Passion is the ultimate tool in business, he adds. “My simple message is: Recruit for passion and train for skill. Any skill in the world is trainable, passion is not.”

q&a wealth is easy come, easy go

Moustafa Hamwi tells Suzanne Locke more about his role as a Passionpreneur coach:

Tell us about some of your techniques.

At events like the recent Human Capital Forum, I use the Conversation Chair – it’s a brown leather chair my lent me, that’s like a modern version of a love seat. People can face each other, do silent meditation and eye-gazing and ask each other what makes them tick. On a corporate course, I will talk about how passion and business merge: Sometimes the link is obvious, like someone who collects classic cars and is in business development.

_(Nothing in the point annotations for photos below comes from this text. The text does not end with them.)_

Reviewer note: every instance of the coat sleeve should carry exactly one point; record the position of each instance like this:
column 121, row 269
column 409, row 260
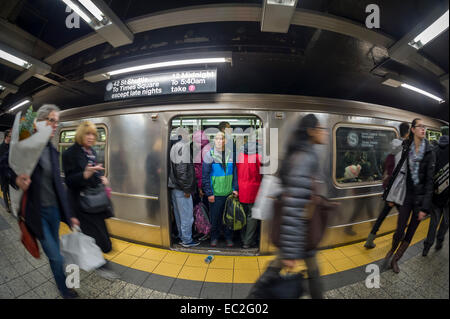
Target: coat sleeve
column 429, row 184
column 296, row 196
column 73, row 173
column 206, row 175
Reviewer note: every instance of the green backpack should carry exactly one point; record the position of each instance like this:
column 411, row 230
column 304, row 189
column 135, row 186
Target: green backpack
column 234, row 217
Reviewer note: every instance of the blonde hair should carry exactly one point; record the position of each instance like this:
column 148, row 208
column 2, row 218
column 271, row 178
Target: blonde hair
column 83, row 129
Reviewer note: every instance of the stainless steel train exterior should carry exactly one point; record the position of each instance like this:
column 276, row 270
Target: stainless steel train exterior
column 137, row 148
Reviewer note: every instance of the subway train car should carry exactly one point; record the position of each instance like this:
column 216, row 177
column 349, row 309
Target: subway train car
column 134, row 144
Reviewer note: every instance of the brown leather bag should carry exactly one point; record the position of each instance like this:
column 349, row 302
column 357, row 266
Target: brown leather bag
column 27, row 239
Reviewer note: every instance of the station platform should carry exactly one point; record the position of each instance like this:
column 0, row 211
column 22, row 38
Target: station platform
column 152, row 273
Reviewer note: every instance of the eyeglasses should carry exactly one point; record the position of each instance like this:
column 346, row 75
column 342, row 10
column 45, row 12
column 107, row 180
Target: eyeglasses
column 52, row 121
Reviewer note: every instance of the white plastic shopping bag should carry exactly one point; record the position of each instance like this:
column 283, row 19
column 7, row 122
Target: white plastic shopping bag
column 269, row 189
column 80, row 249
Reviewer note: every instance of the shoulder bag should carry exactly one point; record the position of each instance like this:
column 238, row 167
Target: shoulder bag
column 94, row 200
column 27, row 239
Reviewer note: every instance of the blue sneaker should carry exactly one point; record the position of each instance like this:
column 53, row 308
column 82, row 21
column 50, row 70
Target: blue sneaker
column 190, row 244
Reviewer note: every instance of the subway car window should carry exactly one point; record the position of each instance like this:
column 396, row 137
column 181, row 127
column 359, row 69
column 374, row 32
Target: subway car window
column 360, row 153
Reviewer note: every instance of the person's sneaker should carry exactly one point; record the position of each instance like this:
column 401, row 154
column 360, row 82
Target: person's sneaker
column 107, row 274
column 190, row 244
column 70, row 294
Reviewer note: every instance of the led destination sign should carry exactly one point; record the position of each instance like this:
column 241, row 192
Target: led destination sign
column 175, row 82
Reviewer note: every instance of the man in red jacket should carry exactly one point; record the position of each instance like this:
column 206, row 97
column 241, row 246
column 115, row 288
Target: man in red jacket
column 249, row 179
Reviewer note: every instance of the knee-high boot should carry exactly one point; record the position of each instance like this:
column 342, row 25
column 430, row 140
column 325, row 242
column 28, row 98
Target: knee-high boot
column 398, row 254
column 395, row 244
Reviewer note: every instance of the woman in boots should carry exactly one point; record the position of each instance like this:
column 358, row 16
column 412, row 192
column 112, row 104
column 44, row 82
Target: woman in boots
column 82, row 171
column 420, row 161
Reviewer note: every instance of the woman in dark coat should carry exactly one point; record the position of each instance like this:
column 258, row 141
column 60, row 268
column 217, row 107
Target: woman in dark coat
column 46, row 205
column 81, row 172
column 420, row 160
column 298, row 169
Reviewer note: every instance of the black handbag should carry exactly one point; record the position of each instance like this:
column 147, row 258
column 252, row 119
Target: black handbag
column 94, row 200
column 273, row 285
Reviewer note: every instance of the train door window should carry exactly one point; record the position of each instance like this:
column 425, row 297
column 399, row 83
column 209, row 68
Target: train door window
column 67, row 139
column 360, row 152
column 244, row 129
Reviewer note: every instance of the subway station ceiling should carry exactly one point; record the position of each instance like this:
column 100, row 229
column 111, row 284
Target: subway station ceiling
column 325, row 51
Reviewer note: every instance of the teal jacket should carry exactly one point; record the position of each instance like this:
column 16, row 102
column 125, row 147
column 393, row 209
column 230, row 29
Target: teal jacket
column 218, row 178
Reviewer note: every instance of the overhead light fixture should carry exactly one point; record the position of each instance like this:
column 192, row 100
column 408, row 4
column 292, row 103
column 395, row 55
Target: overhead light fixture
column 96, row 12
column 413, row 88
column 100, row 17
column 435, row 29
column 13, row 59
column 19, row 105
column 168, row 64
column 289, row 3
column 78, row 11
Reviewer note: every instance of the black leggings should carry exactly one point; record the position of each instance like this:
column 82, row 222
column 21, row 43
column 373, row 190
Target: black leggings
column 405, row 212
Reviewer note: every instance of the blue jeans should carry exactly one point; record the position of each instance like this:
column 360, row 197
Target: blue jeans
column 50, row 245
column 183, row 209
column 216, row 212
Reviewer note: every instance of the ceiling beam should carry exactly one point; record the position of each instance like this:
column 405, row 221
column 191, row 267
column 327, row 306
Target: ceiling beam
column 23, row 41
column 277, row 14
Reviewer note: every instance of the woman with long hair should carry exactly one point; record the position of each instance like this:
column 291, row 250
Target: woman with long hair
column 420, row 160
column 298, row 169
column 81, row 172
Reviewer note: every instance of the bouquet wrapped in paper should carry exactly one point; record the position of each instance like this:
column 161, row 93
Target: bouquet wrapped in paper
column 28, row 139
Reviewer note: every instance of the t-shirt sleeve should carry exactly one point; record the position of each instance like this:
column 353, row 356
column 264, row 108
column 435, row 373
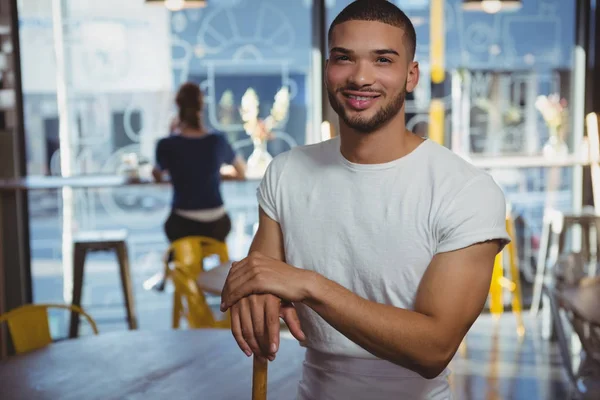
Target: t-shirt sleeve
column 476, row 214
column 161, row 155
column 268, row 190
column 228, row 152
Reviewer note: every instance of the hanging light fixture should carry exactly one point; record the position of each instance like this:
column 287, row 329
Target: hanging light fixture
column 176, row 5
column 492, row 6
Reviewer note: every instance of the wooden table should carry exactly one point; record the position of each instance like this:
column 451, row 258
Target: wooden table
column 189, row 364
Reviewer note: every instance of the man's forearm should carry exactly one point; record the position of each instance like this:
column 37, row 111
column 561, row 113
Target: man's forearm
column 407, row 338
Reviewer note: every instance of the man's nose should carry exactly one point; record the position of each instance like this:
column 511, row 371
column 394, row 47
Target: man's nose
column 363, row 74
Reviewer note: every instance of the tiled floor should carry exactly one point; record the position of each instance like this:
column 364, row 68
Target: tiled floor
column 492, row 364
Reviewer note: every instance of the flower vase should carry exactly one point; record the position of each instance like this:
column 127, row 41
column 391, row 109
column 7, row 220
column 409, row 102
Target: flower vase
column 555, row 147
column 259, row 160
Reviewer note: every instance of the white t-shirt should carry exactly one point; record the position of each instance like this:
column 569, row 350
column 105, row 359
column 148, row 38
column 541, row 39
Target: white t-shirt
column 374, row 228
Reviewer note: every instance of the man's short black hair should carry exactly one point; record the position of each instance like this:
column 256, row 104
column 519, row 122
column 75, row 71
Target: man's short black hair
column 381, row 11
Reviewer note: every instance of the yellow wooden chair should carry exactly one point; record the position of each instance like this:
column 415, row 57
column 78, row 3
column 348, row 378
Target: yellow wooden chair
column 29, row 328
column 187, row 257
column 500, row 282
column 191, row 252
column 189, row 303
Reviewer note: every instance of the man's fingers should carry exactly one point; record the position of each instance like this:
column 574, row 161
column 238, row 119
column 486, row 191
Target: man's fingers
column 272, row 320
column 236, row 329
column 247, row 327
column 289, row 315
column 257, row 310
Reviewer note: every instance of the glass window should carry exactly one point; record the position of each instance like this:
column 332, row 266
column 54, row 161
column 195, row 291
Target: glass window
column 110, row 80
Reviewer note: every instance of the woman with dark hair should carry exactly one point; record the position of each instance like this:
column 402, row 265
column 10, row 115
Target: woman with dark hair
column 193, row 158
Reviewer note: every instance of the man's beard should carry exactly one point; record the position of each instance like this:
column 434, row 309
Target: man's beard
column 368, row 125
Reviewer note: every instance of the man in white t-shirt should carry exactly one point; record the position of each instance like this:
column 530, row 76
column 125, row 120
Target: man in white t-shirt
column 375, row 247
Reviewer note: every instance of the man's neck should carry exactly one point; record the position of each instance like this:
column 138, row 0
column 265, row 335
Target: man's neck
column 387, row 144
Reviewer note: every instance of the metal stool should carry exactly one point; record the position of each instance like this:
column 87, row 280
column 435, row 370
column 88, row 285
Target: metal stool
column 552, row 245
column 101, row 241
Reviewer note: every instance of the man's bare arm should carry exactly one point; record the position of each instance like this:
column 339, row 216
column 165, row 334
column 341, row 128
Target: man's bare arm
column 255, row 319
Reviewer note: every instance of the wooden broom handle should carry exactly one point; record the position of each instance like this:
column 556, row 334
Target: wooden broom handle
column 259, row 378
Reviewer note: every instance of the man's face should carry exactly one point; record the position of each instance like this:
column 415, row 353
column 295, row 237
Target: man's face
column 368, row 73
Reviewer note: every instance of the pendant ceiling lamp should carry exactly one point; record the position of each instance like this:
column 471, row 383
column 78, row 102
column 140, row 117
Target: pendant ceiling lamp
column 176, row 5
column 492, row 6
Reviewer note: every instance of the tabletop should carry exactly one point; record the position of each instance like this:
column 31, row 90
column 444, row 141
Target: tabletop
column 177, row 364
column 84, row 182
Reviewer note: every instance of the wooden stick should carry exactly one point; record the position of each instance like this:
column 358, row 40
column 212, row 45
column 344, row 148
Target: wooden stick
column 259, row 378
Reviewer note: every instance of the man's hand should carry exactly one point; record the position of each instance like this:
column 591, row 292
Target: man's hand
column 259, row 274
column 255, row 324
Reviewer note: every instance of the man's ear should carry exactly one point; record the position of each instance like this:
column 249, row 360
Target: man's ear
column 413, row 76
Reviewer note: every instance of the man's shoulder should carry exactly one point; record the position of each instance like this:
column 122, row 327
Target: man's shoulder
column 446, row 165
column 304, row 156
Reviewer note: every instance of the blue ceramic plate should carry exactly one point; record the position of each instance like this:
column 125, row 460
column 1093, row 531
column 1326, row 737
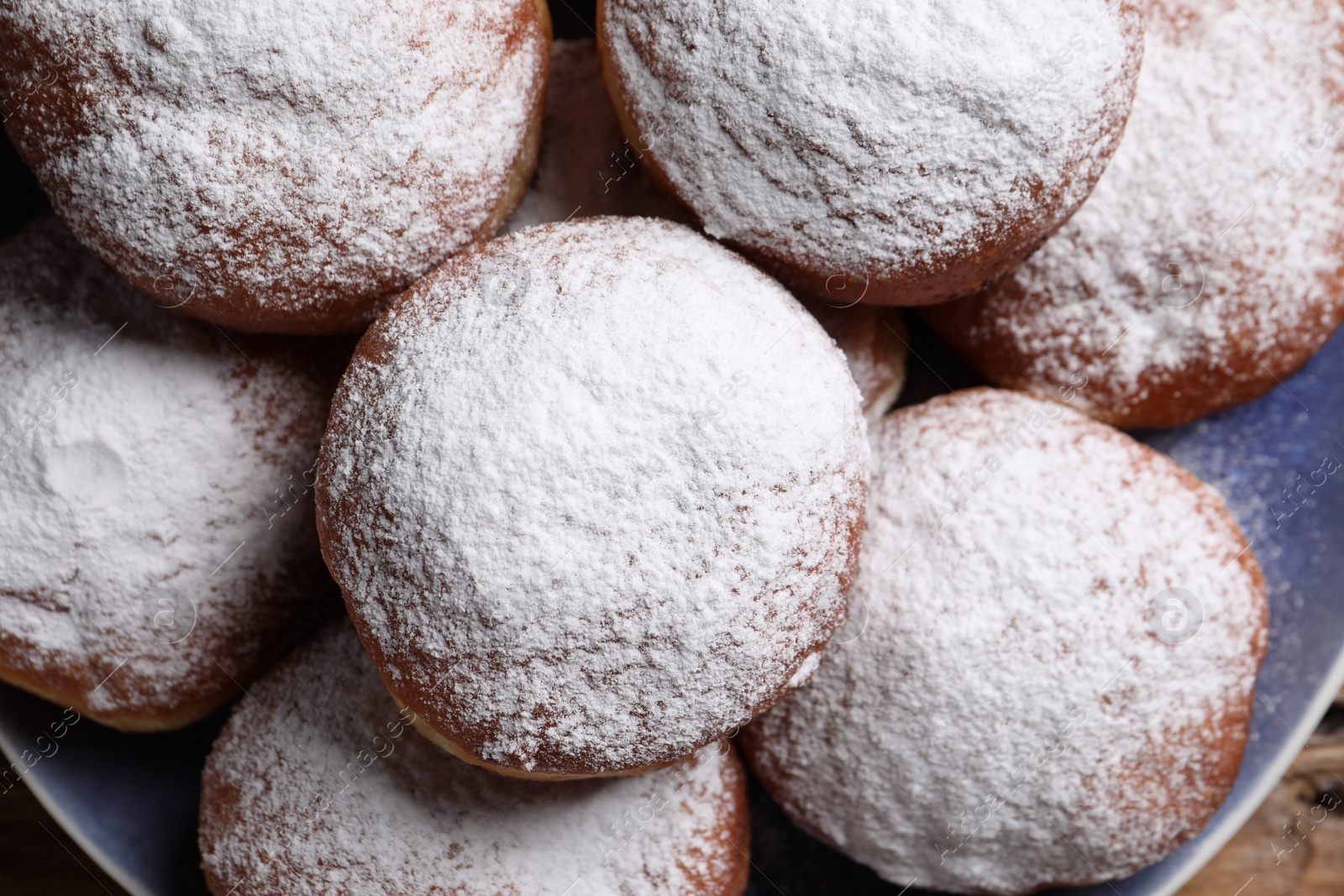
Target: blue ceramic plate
column 131, row 799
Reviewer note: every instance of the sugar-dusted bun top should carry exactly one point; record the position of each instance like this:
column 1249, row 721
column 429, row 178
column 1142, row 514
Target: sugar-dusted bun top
column 917, row 144
column 1209, row 265
column 286, row 164
column 319, row 783
column 1046, row 679
column 586, row 167
column 593, row 493
column 156, row 479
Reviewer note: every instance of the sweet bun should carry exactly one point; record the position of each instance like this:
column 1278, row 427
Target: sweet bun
column 1047, row 678
column 156, row 477
column 1210, row 262
column 316, row 786
column 875, row 344
column 911, row 152
column 586, row 167
column 593, row 493
column 286, row 165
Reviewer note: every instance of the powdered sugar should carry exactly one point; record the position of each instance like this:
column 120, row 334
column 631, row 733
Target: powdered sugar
column 292, row 160
column 1010, row 718
column 871, row 137
column 1211, row 248
column 586, row 167
column 319, row 786
column 591, row 492
column 144, row 459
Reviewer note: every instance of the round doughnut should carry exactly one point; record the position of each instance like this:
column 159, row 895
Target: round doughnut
column 875, row 344
column 586, row 167
column 1047, row 676
column 286, row 165
column 1210, row 262
column 911, row 152
column 316, row 785
column 156, row 477
column 593, row 493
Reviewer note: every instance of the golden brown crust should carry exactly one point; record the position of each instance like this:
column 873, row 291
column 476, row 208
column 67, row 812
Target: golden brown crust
column 50, row 118
column 1137, row 805
column 1066, row 318
column 277, row 806
column 920, row 284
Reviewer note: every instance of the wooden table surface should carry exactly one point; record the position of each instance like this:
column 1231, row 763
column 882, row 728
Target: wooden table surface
column 1292, row 846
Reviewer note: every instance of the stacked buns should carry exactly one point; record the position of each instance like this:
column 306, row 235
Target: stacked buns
column 625, row 483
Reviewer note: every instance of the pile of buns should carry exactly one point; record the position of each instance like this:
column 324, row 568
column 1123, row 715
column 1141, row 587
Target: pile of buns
column 612, row 485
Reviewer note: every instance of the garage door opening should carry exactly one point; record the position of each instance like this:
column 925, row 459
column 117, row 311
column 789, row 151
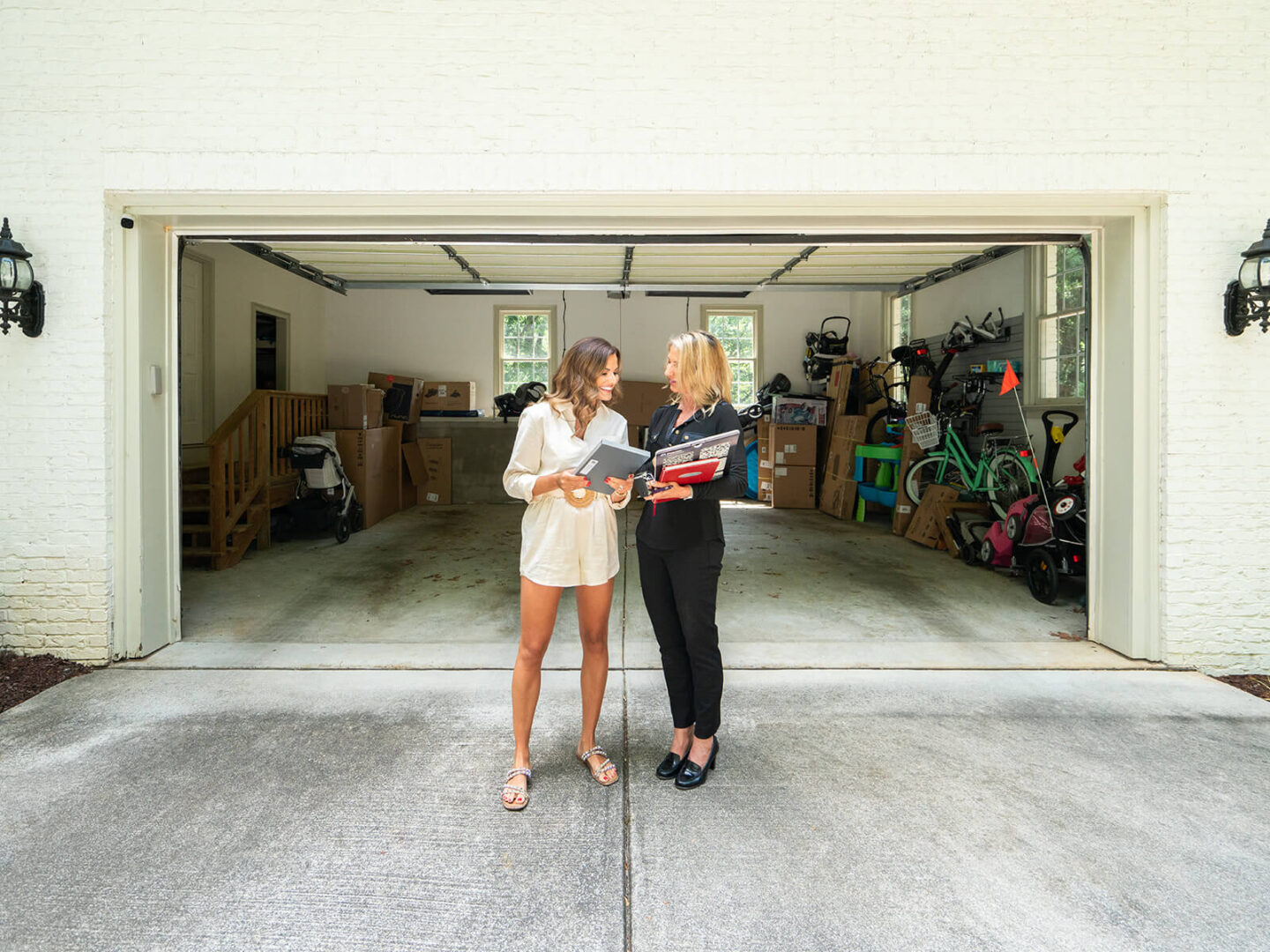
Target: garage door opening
column 826, row 584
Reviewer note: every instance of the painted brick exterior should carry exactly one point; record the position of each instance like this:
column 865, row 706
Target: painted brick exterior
column 1127, row 95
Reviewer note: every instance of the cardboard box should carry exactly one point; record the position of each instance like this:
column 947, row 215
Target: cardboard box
column 357, row 406
column 793, row 487
column 925, row 527
column 401, row 395
column 918, row 395
column 639, row 398
column 800, row 410
column 791, row 446
column 841, row 461
column 430, row 469
column 370, row 458
column 839, row 498
column 447, row 395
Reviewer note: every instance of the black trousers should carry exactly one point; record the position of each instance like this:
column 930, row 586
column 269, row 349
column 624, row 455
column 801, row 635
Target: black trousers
column 681, row 588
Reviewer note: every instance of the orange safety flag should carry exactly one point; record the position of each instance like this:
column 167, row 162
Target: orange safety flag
column 1009, row 380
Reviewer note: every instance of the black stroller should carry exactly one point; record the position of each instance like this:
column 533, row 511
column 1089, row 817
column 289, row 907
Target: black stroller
column 324, row 495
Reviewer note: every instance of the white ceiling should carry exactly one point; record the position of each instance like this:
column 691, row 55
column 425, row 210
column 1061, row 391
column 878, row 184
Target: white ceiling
column 652, row 265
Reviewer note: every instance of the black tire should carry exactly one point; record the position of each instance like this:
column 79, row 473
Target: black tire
column 1042, row 574
column 1065, row 507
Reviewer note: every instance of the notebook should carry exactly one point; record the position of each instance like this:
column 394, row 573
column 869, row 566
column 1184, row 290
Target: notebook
column 611, row 458
column 700, row 461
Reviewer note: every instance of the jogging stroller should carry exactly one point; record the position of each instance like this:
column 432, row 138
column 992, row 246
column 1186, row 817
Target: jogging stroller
column 324, row 496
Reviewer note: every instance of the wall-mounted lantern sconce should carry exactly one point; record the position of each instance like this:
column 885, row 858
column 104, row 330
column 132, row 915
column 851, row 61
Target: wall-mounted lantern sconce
column 22, row 297
column 1247, row 299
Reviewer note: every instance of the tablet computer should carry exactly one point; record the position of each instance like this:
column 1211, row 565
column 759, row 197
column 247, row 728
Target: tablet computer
column 611, row 458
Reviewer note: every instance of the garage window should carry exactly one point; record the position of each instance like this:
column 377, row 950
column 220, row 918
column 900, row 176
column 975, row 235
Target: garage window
column 526, row 340
column 738, row 329
column 1061, row 328
column 900, row 320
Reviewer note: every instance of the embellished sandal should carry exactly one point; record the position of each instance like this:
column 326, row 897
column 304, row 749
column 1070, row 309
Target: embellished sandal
column 519, row 791
column 598, row 770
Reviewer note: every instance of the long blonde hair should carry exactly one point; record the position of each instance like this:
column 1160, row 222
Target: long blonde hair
column 574, row 380
column 705, row 375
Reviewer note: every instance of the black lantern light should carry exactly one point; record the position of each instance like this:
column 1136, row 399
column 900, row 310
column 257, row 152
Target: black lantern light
column 1247, row 299
column 22, row 297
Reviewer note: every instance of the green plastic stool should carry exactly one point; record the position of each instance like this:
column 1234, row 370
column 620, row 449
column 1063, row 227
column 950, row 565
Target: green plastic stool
column 885, row 487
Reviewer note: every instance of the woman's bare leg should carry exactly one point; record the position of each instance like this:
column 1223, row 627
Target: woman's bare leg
column 539, row 605
column 594, row 605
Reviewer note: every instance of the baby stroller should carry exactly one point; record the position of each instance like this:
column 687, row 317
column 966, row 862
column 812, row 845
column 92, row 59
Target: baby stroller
column 1050, row 531
column 324, row 495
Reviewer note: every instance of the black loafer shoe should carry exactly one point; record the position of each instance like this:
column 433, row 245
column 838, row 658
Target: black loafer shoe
column 669, row 767
column 693, row 775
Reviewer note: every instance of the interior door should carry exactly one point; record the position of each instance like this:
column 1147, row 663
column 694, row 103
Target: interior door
column 149, row 522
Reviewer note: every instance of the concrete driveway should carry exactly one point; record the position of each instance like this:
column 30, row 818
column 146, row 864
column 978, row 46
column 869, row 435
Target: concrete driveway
column 851, row 810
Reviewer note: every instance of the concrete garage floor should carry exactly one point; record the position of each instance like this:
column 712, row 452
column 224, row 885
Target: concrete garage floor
column 437, row 588
column 851, row 810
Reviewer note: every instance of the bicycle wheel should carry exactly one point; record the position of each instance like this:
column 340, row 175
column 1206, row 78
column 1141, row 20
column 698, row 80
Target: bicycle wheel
column 925, row 472
column 1009, row 481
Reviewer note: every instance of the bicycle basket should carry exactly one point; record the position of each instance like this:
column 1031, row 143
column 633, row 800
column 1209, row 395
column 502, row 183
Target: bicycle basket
column 925, row 429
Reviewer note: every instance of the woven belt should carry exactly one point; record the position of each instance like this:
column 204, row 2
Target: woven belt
column 579, row 498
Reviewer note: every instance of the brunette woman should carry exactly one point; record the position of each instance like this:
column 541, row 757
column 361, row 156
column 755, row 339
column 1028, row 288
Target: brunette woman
column 680, row 544
column 568, row 539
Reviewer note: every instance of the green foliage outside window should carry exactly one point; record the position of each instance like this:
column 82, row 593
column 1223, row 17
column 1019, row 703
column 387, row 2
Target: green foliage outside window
column 526, row 349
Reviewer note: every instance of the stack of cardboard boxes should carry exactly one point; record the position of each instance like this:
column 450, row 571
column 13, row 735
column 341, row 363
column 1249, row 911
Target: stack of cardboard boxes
column 369, row 450
column 423, row 465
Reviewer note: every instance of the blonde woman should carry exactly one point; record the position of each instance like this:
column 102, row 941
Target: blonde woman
column 681, row 553
column 568, row 539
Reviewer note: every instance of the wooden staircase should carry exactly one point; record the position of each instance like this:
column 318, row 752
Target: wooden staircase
column 225, row 502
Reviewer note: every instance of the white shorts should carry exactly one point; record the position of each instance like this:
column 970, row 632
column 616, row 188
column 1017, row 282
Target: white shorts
column 565, row 546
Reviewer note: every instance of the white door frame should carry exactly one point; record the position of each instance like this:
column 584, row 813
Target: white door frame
column 1124, row 606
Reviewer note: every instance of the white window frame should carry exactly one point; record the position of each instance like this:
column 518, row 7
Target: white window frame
column 753, row 310
column 893, row 324
column 1035, row 314
column 501, row 312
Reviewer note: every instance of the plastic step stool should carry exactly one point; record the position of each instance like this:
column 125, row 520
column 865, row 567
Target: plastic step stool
column 884, row 487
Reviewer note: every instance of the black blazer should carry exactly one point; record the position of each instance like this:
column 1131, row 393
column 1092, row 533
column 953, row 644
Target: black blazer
column 686, row 522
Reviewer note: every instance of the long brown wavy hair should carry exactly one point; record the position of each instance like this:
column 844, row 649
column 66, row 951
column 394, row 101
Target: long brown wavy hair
column 574, row 380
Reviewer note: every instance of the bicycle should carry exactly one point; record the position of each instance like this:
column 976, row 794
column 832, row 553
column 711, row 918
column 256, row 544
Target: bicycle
column 888, row 423
column 1002, row 472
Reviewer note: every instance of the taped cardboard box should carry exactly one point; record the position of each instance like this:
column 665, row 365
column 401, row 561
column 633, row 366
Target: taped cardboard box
column 639, row 398
column 447, row 395
column 371, row 462
column 794, row 487
column 839, row 498
column 357, row 406
column 800, row 410
column 401, row 395
column 791, row 444
column 852, row 428
column 435, row 458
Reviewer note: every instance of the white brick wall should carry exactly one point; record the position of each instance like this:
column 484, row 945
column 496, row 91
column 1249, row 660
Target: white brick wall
column 746, row 95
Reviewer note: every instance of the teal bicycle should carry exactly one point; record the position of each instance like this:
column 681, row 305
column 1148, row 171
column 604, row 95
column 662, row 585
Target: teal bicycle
column 1002, row 472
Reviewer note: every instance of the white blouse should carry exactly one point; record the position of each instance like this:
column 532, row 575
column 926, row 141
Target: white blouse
column 563, row 545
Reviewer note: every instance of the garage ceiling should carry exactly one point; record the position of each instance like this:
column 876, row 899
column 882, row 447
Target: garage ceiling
column 666, row 264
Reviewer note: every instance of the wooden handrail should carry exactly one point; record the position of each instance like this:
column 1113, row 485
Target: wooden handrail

I teach them to find the link between the special handling of their cars and their clients, to motivate them to close deals.

How do you know all this?

I have spent the equivalent of what you’d pay for an MBA to help people. I have more than 10 training qualifications, from hypnosis to negotiations and executive coaching. I am like a professional sports athlete, heavily coached.

What’s your magic number?

I believe in numerology, and seven represents heaven and infinity. So I want to reach more than 7.7 million people. If I create 77 “passionpreneurs”, entrepreneurs of passion and purpose, who have the motivation to change the world, and each reaches out to 100,000 people, we can make a difference.

You really lost all that money?

Easy come, easy go. I never believed it until it happened. A million in bad debt for the business, US$1.2 million in paying out salaries without any income... I personally lost hundreds of thousands of dollars. I started from scratch.